La course est encore longue jusqu'à l'investiture du candidat qui portera les couleurs démocrates face au républicain Donald Trump lors de l'élection présidentielle du 3 novembre.

Mais l'élan pris dans le Nevada puis en Caroline du Sud (29 février) pourrait être déterminant.

Contrairement à l'Iowa et au New Hampshire, cet Etat désertique a une population cosmopolite, avec un tiers d'habitants hispaniques. Une différence qui pourrait affecter les candidats modérés Pete Buttigieg et Amy Klobuchar, qui arrivent avec le vent en poupe mais qui sont moins populaires chez les minorités.

"Nevada, c'est le jour J !" L'ancien vice-président Joe Biden, deuxième dans les sondages du Nevada et à l'échelle nationale espère bénéficier samedi de son plus grand soutien chez les minorités, après deux résultats humiliants.

La sénatrice progressiste Elizabeth Warren a repris pied dans la course grâce à une bonne performance lors d'un débat mercredi à Las Vegas.

Comme l'Iowa, le Nevada organise des "caucus" pour ses primaires, des assemblées d'électeurs qui exprimeront publiquement leur choix de candidat à partir de midi (20H00 GMT) sur quelque 2.000 sites.

Eviter le chaos

Après le chaos dans la publication des résultats en Iowa début février, les démocrates du Nevada cherchent à tout prix à éviter un même fiasco en simplifiant le mode de recensement des scores.

Plus de 75.000 électeurs ont déjà voté lors de scrutins anticipés dans cet Etat, selon le parti démocrate, dont une majorité participait pour la première fois à ces primaires ce qui pourrait présager une forte mobilisation.

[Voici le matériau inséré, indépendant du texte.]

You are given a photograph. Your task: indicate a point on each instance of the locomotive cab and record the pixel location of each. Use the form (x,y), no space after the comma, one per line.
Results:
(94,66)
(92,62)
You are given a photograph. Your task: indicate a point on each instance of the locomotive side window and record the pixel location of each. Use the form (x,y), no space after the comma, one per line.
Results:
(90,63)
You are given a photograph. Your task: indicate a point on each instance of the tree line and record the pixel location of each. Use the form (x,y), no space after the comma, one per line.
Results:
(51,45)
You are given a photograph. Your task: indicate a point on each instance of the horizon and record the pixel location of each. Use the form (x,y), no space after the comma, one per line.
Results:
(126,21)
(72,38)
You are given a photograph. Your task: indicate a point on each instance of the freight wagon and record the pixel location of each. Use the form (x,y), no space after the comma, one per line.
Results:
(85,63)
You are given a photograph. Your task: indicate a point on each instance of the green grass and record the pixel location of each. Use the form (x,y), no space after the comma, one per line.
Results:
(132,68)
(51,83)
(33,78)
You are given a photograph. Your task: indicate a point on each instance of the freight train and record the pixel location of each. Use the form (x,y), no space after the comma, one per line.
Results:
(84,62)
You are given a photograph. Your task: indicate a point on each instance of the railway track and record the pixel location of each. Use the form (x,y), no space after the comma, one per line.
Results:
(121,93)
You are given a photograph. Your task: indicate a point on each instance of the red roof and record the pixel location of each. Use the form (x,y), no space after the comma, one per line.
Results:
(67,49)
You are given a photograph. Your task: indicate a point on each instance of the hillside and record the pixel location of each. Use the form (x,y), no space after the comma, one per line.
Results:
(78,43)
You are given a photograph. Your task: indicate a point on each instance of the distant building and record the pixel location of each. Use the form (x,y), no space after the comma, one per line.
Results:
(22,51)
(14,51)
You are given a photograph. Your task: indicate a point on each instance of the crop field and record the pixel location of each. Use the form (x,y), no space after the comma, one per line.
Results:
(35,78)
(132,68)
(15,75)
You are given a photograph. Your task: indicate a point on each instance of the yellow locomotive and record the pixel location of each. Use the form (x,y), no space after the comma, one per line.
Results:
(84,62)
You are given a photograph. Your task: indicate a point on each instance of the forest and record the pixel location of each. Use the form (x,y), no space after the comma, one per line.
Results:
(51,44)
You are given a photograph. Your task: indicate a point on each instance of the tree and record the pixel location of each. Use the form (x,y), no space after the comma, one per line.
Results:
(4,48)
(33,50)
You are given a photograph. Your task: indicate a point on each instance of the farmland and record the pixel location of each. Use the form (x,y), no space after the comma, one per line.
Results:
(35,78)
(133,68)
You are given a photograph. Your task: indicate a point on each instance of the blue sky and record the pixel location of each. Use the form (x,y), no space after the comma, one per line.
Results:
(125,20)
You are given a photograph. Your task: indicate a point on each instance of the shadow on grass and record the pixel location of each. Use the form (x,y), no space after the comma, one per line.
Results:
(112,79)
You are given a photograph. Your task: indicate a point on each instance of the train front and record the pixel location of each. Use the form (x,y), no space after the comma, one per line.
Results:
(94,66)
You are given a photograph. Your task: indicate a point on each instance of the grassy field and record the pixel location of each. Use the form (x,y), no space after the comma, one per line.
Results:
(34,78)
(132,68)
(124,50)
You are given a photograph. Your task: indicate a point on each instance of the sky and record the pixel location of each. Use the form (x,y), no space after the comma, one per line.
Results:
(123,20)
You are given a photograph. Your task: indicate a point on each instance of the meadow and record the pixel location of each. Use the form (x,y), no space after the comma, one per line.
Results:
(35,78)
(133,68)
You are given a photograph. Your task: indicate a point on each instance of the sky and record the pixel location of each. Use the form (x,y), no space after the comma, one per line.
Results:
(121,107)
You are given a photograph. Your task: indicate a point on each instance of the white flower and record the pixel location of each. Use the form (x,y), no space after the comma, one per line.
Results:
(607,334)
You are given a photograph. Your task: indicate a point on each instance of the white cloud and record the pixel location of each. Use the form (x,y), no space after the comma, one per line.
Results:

Mais à qui profiterait-elle?

Fort de ses deux excellents résultats dans l'Iowa et le New Hampshire, Bernie Sanders, très populaire chez les jeunes séduits par son programme résolument à gauche, martèle qu'une bonne mobilisation le favorise.

Les révélations embarrassantes publiées vendredi soir sur une ingérence de la Russie en sa faveur pourraient contrarier sa candidature.

"Mon message (au président russe Vladimir) Poutine est clair: restez à l'écart des élections américaines et lorsque je serai président, je m'en assurerai", a réagi le sénateur indépendant.

Bernie Sanders "ne veut pas d'ingérence... Trump en veut, Trump s'en félicite", a abondé Brenda Bolton, vétéran de 67 ans lors de son dernier meeting de campagne à Las Vegas vendredi.

M. Sanders a confirmé avoir été informé par les services de renseignement américains d'une ingérence russe dans le processus électoral de novembre mais n'a pas fait allusion au soutien spécifique à sa candidature rapporté par le Washington Post.

De son côté, Donald Trump est furieux après d'autres informations selon lesquelles les Russes cherchaient spécifiquement à l'aider à remporter la présidentielle. Une "mascarade" alimentée par les démocrates "radicaux" a-t-il accusé.

Dans un tweet au ton moqueur samedi, il a appelé les électeurs du Nevada à "faire attention à la Russie, la Russie, la Russie".

Comme un pied de nez à ses rivaux, le milliardaire républicain a tenu un meeting électoral à Las Vegas à la veille du scrutin.

Bloomberg absent

Le multi-milliardaire Michael Bloomberg a quant à lui fait l'impasse sur les premiers Etats pour entrer en lice lors du "Super Tuesday".

Malgré cela, la fortune de l'ancien maire de New York lui a permis de se hisser à la troisième place dans la moyenne des sondages nationaux, à coups de spots publicitaires financés avec déjà plus de 360 millions de dollars depuis novembre.

Ses rivaux l'accusent sans relâche de vouloir "acheter" l'élection.

Déjà plombé par des accusations polémiques, cet ex-républicain essuie aussi des critiques nourries depuis sa piètre performance lors de son premier débat mercredi.

"Si cela se passe comme ça pour un débat démocrate, il est assez probable que Trump n'en fera qu'une bouchée", a jugé Bernie Sanders sur la chaîne CBS.